BİR ANNEYE MEKTUP

 

Sevgili anacığım,

Senden uzun zamandır uzaklardayım. Gurbet günlerime bıçak gibi işledi. Başladığım her yeni günde, senden ayrı olmanın hüznü konar her saatime. Seni çok özledim anacığım.   

                                                           

Günlerim bu kocaman şehirde tartaklanarak geçiyor. Burada mutluluk da mutsuzluk da havaya atılan taş gibidir, ikisinin de inişi vardır. Bu insan deryasında yalnızım, sanki bütün insanlara kilometrelerce uzağım. Tutunacak dalım yok. Aksine kendimden de uzaklaşıyorum. Avucumda kala kala sana sarıldığım günlerin kokusu kaldı. Ellerimi yüzüme sürüyorum, seni koklamak niyetine. Neden bu kadar uzaklaştım ki. Sana gelmek istiyorum, ama sana gelmek zamanda erimek kadar zor.
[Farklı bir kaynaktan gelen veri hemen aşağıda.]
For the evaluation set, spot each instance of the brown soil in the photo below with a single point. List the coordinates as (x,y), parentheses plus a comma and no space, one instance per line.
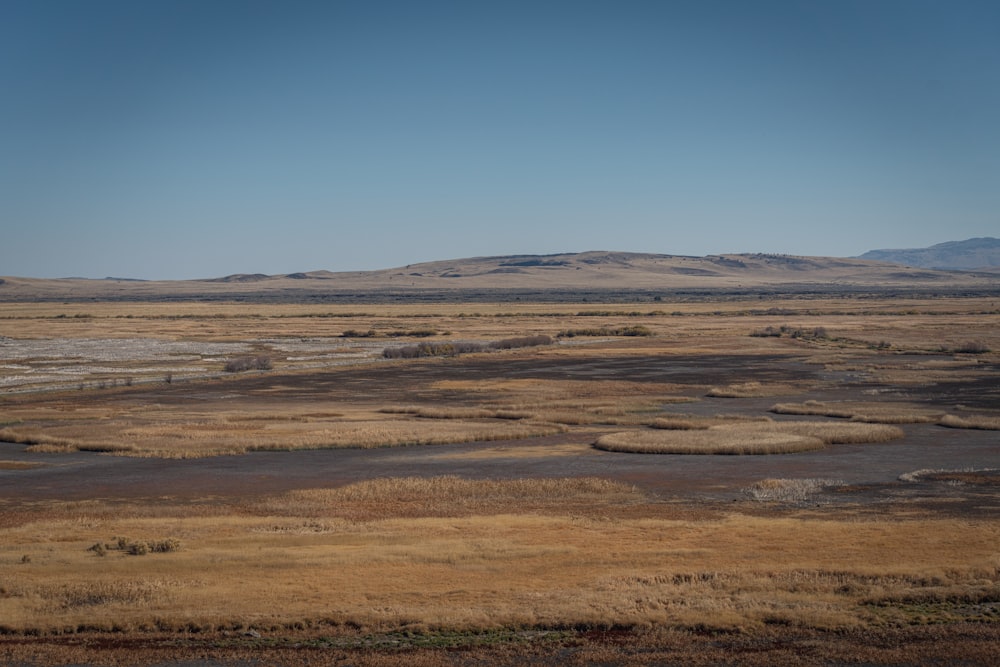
(695,483)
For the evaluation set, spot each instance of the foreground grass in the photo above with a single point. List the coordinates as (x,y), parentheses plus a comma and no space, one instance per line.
(472,555)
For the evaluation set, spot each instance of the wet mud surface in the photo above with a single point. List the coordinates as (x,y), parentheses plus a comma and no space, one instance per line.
(870,472)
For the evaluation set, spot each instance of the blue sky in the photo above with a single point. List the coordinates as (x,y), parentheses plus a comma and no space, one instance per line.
(184,139)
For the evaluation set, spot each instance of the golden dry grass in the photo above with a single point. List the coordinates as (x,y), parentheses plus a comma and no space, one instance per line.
(237,435)
(743,437)
(751,389)
(462,554)
(878,413)
(710,441)
(453,553)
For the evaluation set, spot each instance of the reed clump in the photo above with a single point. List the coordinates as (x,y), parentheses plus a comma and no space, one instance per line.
(980,422)
(876,413)
(750,437)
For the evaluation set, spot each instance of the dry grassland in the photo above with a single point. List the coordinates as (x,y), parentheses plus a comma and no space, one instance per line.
(743,437)
(452,553)
(428,555)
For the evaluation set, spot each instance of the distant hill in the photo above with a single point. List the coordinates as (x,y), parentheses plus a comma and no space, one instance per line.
(979,253)
(601,274)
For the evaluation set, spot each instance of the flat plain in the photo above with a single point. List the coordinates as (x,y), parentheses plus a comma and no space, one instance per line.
(324,501)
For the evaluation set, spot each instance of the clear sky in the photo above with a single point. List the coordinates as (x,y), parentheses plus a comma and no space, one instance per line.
(184,139)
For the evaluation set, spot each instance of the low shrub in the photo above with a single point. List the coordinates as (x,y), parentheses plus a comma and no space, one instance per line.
(632,330)
(248,363)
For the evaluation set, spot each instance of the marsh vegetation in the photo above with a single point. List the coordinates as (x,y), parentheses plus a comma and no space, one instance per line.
(453,549)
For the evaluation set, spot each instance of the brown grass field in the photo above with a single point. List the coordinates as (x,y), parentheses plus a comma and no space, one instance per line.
(534,505)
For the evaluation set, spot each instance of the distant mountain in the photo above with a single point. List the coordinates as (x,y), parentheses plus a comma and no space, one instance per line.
(980,253)
(603,274)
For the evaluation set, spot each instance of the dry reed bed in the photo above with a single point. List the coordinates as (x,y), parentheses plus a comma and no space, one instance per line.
(747,437)
(453,553)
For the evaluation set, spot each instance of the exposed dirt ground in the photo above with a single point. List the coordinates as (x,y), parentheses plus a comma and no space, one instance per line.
(870,478)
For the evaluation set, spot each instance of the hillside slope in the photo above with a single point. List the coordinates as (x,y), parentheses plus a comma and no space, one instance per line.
(978,253)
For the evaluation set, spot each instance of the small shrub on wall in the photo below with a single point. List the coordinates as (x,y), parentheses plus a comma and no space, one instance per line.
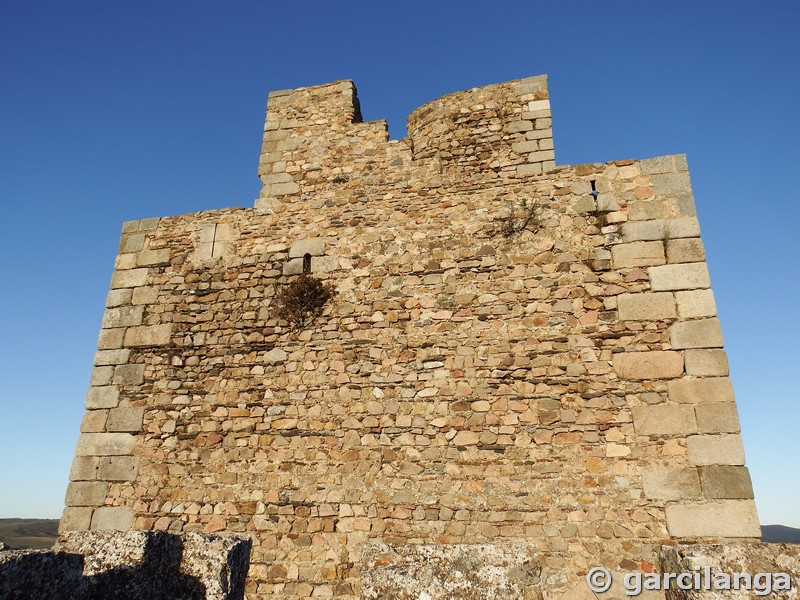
(301,301)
                                                                                 

Hani belki merak ediyorsundur bu şehri. Sana uzun uzun anlatayım. Anneciğim öyle ki; bu şehirde gelecek yaşanmıyor, geçmiş yaşanmıyor. Ucu bucağı olmayan, yan yana yapılmış ve üst üste yapılmış evleri düşün. Hani köyde göğün yerle birleştiği yere bakıyorduk ya, o kadar büyük. Derya gibi ana derya gibi. Hem de çok derin. İşte bu derinliğe düşmemek için tutunacak bir yer arıyorum ana. Ve o yüzden sana doğru ellerimi uzatıyorum.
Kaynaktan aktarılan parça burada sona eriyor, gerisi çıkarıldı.